Recently, as my elderly uncle and I listened to the radio news about the persistent drought and looming hunger in the country due to last year's poor rainy season, the old man remarked loudly: “Ah! how can we expect good rainfall when so many innocent people were killed during 2008 elections without any rituals for healing; people are also going about recklessly poaching and killing sacred animals and snakes for selfish reasons and what with family members engaging in incest!
By John Masuku
Ancestors very angry
To many traditionalists natural disasters like droughts, floods, diseases, pestilences and earthquakes are a show of anger from ancestral spirits who need to be appeased in different ways all the time. Bhara Moyo a village headman blames Western culture, Christianity and modernisation in general for all the misfortunes that befall African people: “Our forefathers used to hold rainmaking ceremonies in which they asked our ancestors to give them rain and seasons of plenty. Indeed it happened. I witnessed it myself because soon after the ceremony we were drenched to the skin. Nowadays people even dare to curse themselves by attempting to seed some rain clouds. They even have the audacity to predict weather patterns using some machines. That’s openly undermining and challenging our ancestors and Creator who in turn fix us to the bone”
Scientists,traditionalists agree
Where traditionalists and scientists seem to agree is when they both campaign against the indiscriminate cutting down of trees which is intensifying desertification. However, they both proffer different reasons; scientists blame deforestation for global warming as carbon emissions get into the atmosphere freely without being checked by trees. Traditionalists say this brings curses on people since in the process they clear some species which are deemed sacred in different African cultures.
When I was on school holiday in my rural village many years ago we discovered a very big snake in our home. As we looked around for knobkerries and stones to kill it my grandmother angrily intervened. She broadcast some grain around it while saying some poetic words and ululating and the snake ‘returned’ to the bush. Her explanation was that the serpent was linked to our totem and it was actually ‘guarding’ the home!

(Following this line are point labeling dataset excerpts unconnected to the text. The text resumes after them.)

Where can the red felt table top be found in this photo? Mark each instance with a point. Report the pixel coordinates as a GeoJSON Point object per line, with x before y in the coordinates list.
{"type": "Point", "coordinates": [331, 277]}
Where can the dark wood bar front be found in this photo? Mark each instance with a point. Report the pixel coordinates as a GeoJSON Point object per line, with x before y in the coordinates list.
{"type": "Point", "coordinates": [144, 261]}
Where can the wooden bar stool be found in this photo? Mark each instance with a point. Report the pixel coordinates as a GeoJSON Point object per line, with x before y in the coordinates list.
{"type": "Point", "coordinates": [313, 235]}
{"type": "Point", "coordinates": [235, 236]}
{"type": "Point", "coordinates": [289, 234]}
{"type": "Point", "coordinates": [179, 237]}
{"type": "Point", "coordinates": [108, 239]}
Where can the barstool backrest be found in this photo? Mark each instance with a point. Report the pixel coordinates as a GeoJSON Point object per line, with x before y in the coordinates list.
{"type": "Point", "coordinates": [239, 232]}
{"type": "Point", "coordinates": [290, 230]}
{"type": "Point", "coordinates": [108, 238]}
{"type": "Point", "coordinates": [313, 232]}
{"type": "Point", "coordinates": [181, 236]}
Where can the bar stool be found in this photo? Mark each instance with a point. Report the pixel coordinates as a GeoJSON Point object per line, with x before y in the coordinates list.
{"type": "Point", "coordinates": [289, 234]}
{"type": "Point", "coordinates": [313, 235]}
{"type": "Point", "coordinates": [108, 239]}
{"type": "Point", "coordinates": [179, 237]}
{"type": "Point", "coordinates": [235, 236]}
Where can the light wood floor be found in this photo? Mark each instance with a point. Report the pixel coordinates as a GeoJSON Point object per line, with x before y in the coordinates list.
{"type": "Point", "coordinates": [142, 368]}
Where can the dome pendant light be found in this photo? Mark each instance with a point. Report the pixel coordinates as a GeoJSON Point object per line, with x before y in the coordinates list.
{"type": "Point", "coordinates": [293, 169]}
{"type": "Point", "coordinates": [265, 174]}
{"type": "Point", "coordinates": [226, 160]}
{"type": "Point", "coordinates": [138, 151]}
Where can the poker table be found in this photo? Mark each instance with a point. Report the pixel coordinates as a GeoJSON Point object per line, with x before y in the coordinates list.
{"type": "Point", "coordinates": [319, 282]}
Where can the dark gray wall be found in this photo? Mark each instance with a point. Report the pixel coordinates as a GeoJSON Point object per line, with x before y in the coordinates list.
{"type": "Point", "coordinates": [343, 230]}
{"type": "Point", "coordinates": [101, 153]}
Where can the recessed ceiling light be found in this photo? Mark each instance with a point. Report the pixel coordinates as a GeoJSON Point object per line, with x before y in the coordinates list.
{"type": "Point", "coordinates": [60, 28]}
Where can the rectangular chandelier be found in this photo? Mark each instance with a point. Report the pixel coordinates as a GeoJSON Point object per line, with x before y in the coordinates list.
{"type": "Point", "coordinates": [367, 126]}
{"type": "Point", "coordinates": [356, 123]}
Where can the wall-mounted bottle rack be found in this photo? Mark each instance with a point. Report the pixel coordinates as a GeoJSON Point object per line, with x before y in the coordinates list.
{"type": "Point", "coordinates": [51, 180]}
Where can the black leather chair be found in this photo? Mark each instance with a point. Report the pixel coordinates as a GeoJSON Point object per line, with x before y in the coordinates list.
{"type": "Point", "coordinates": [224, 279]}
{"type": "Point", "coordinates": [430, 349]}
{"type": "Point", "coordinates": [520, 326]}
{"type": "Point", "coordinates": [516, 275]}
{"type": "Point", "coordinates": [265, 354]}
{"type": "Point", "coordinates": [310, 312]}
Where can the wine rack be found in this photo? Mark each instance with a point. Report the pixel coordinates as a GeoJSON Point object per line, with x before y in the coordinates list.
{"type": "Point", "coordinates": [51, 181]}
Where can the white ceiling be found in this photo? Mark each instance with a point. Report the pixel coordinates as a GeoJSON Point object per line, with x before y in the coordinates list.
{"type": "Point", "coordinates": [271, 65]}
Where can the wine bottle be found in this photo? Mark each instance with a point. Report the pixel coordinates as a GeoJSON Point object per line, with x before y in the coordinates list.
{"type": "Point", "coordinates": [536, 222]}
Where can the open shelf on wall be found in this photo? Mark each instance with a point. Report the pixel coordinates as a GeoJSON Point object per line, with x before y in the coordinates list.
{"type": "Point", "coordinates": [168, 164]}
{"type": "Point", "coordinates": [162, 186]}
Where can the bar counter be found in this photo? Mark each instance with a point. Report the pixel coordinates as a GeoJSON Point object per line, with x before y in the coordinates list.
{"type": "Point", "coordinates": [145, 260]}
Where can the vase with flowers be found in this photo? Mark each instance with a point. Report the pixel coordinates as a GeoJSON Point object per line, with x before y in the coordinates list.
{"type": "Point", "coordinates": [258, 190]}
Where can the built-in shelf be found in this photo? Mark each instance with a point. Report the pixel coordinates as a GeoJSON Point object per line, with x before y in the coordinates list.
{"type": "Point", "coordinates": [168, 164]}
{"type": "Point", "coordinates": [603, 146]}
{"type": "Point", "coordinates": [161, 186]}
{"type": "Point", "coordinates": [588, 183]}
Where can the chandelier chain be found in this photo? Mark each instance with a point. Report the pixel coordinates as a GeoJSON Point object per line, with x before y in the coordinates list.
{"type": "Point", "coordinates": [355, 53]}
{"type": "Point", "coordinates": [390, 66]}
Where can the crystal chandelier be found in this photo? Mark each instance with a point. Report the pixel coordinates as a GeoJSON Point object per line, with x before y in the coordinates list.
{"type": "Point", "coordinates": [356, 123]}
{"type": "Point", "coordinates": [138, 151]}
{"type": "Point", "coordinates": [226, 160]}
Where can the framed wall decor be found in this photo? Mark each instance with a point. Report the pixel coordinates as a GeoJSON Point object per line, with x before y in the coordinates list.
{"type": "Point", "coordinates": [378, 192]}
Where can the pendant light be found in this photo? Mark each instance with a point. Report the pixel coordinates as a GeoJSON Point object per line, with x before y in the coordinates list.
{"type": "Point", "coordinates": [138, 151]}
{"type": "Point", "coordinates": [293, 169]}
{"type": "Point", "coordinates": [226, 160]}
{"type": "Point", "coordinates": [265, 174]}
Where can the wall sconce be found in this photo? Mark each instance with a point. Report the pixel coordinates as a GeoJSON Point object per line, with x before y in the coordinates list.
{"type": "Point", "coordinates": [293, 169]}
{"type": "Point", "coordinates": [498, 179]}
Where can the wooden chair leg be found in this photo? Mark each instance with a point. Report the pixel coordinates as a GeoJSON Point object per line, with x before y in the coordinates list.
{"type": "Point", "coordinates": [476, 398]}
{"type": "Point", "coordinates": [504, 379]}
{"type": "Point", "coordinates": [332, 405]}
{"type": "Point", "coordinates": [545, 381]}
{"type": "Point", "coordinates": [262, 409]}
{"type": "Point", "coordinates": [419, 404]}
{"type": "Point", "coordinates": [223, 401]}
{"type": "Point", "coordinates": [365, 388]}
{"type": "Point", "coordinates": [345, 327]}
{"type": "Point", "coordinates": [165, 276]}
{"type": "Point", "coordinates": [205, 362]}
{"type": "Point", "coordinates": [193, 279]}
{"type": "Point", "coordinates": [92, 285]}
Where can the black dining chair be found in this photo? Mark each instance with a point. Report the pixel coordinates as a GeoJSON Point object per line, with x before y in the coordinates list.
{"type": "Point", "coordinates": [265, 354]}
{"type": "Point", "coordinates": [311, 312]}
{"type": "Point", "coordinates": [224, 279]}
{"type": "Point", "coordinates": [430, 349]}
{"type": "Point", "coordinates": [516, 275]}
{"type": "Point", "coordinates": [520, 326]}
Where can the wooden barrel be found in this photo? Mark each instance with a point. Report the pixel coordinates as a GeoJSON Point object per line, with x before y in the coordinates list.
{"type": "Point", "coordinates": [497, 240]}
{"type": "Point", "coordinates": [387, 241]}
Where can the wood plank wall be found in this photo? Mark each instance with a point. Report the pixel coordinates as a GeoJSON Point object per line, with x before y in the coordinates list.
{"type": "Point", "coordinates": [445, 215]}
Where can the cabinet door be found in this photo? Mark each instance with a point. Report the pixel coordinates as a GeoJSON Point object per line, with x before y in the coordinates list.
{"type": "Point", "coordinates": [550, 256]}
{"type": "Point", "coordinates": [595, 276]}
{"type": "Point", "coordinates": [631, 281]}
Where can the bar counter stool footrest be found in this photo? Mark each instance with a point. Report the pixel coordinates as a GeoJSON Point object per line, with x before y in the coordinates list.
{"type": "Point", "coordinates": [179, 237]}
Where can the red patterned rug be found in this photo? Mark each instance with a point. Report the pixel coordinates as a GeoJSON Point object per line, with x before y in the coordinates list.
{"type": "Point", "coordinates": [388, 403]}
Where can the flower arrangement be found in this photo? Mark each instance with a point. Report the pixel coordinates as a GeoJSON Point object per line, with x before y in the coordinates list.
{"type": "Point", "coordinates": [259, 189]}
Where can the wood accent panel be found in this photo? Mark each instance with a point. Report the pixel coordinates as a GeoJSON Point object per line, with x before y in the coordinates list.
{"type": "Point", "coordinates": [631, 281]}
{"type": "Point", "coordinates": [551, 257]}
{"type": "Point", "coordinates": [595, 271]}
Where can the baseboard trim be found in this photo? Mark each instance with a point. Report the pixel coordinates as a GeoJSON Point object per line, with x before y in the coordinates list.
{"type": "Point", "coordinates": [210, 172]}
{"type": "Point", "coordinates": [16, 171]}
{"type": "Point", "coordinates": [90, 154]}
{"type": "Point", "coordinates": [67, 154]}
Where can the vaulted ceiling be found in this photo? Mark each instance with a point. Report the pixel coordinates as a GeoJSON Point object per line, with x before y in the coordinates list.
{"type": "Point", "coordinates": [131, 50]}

There are many other reasons for which traditionalists are still attributing for natural disasters like floods, rising temperatures and unstoppable ‘veld’-fires. Anusa Chikanga a traditional healer emotionally narrated some of them: “Surely where in our culture have you seen a man dating another man, or a woman another woman and you even want to make it part of the law of the land in the new constitution? Defenceless infants and toddlers are being raped by their own fathers, brothers and relatives on a daily basis and surely you cannot expect our ancestors to ask the Creator to give us rains and seasons of plenty. Never!”
Traditional pilgrimages the answer?
So post- Copenhagen, as world leaders largely disagreed about the remedies to rapid climate change and its devastating effects, Bhara and Anusa and other traditionalists elsewhere might be pondering on how to utilise all public holidays for traditional pilgrimages around sacred hills and caves in quest for lasting answers from ancestors buried there, regarding the best ways to manage persistent droughts, floods, famine, AIDS, earthquakes, rising temperatures and other disasters of our time.